De même, et c’est sans doute bien plus important, la chaleur contenue dans les océans a baissé au cours des quatre dernières années là où nous avons pu la mesurer. Alors que l’énergie, en termes de températures, peut disparaître relativement facilement de l’atmosphère léger, la destination de la chaleur du réchauffement climatique n’est pas claire – et sûrement, c’est encore une fois bien mieux que prévu .

On nous répète constamment que la glace de l’océan Arctique fond plus vite que prévu, et c’est vrai. Mais les scientifiques les plus sérieux admettent que le réchauffement climatique ne compte que pour une partie de l’explication. L’autre est que l’oscillation arctique, la circulation des flux d’air sur l’océan Arctique, empêche aujourd’hui l’accumulation de la glace ancienne, mais précipite la plupart de la glace dans l’Atlantique Nord.

Plus important, nous entendons rarement que la glace de l’océan Antarctique non seulement n’est pas en train de se réduire, mais est au-dessus de la moyenne depuis un an. Les modèles du GIEC prévoient une baisse de la glace dans les deux hémisphères, mais, alors que l’Arctique a des résultats pires que prévu, l’Antarctique s’en tire mieux.

Soulignons l’ironie du fait que l’Associated Press et d’autres médias nous ont prévenus en 2007 que l’Arctique “hurlait,” et que le Passage du Nord-ouest était ouvert “pour la première fois de notre histoire.” Pourtant, en 2000, la BBC avait annoncé que le légendaire Passage du Nord-ouest n’avait déjà plus de glace.

Nous sommes constamment submergés d’articles sur la hausse prévue du niveau des mers, et sur des études qui, l’une après l’autre, dévoilent que la situation sera bien pire que les prévisions du GIEC. Mais la plupart des résultats des modèles sont compris dans la fourchette des prévisions du GIEC, soit entre 18 et 59 centimètres d’augmentation du niveau des mers pour notre siècle. C’est bien sûr la raison pour laquelle les milliers de scientifiques du GIEC ont envisagé de telles variations. Cela dit, les études annonçant un mètre ou plus font de toute évidence une meilleure une pour les journaux.

Depuis 1992, nous possédons des satellites qui mesurent l’augmentation mondiale du niveau des mers, et ils ont montré une augmentation stable de 3,2 millimètres par an – exactement la projection du GIEC. En outre, au cours des deux dernières années, le niveau des mers n’a pas augmenté du tout – en fait, il a même un peu baissé . Ne devrait-on pas nous dire que c’est bien mieux que prévu ?

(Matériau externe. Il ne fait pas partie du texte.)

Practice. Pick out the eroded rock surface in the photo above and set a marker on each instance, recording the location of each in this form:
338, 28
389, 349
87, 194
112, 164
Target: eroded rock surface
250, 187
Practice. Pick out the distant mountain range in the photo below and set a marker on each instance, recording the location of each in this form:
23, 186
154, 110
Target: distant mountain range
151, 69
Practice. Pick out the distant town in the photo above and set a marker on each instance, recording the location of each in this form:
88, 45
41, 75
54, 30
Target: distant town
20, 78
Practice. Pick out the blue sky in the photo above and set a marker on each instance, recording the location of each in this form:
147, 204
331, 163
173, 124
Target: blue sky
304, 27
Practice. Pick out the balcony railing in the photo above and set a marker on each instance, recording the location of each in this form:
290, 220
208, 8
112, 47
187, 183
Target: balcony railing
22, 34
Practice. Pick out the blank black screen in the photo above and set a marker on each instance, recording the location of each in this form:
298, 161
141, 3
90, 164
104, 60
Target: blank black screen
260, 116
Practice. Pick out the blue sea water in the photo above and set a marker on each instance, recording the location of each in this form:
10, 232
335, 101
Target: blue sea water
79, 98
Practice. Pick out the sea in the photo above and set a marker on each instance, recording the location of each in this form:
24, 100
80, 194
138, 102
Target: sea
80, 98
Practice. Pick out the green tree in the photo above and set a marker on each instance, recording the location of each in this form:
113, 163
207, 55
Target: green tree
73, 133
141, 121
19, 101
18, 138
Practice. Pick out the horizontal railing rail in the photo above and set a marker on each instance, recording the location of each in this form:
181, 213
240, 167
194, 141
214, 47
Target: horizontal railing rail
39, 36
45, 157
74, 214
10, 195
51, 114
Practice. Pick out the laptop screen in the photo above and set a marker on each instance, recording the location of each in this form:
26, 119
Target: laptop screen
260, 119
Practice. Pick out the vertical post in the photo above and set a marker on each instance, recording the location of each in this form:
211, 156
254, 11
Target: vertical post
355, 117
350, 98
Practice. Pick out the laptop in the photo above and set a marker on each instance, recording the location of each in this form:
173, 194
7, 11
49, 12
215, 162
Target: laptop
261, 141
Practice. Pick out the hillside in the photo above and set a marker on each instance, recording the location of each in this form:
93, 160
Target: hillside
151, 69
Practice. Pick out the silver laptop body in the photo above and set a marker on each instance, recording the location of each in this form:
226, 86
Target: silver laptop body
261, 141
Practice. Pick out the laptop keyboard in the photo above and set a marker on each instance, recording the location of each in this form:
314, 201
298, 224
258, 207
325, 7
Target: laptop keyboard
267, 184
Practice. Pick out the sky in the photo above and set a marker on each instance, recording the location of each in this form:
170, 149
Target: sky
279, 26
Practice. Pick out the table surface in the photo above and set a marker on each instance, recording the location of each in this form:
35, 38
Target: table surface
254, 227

Les ouragans étaient le fond de commerce du célèbre film d’Al Gore sur le réchauffement climatique, et il est vrai que les États-Unis ont été meurtris en 2004 et 2005, ce qui a provoqué des prévisions délirantes de tempêtes encore plus fortes et plus chères pour l’avenir. Mais dans les deux années qui ont suivi, les coûts ont été bien inférieurs à la moyenne, et pratiquement nuls en 2006. C’est sans doute aucun bien mieux que prévu.

Gore a cité Kerry Emmanuel, chercheur au MIT spécialiste des ouragans, pour étayer un soi-disant consensus scientifique selon lequel le réchauffement climatique rend les ouragans bien plus destructeurs. Mais Emmanuel vient de publier une nouvelle étude montrant que même dans un monde se réchauffant de façon spectaculaire, la fréquence et l’intensité des ouragans n’augmenteront peut-être pas de façon significative au cours des deux prochains siècles. Cette conclusion n’a pas été très reprise par les médias.

Bien sûr, toutes les choses ne sont pas moins mauvaises que ce que nous pensions. Mais l’exagération partiale n’est pas la solution pour avancer. Nous avons un besoin urgent d’équilibre si nous voulons faire des choix de bon sens.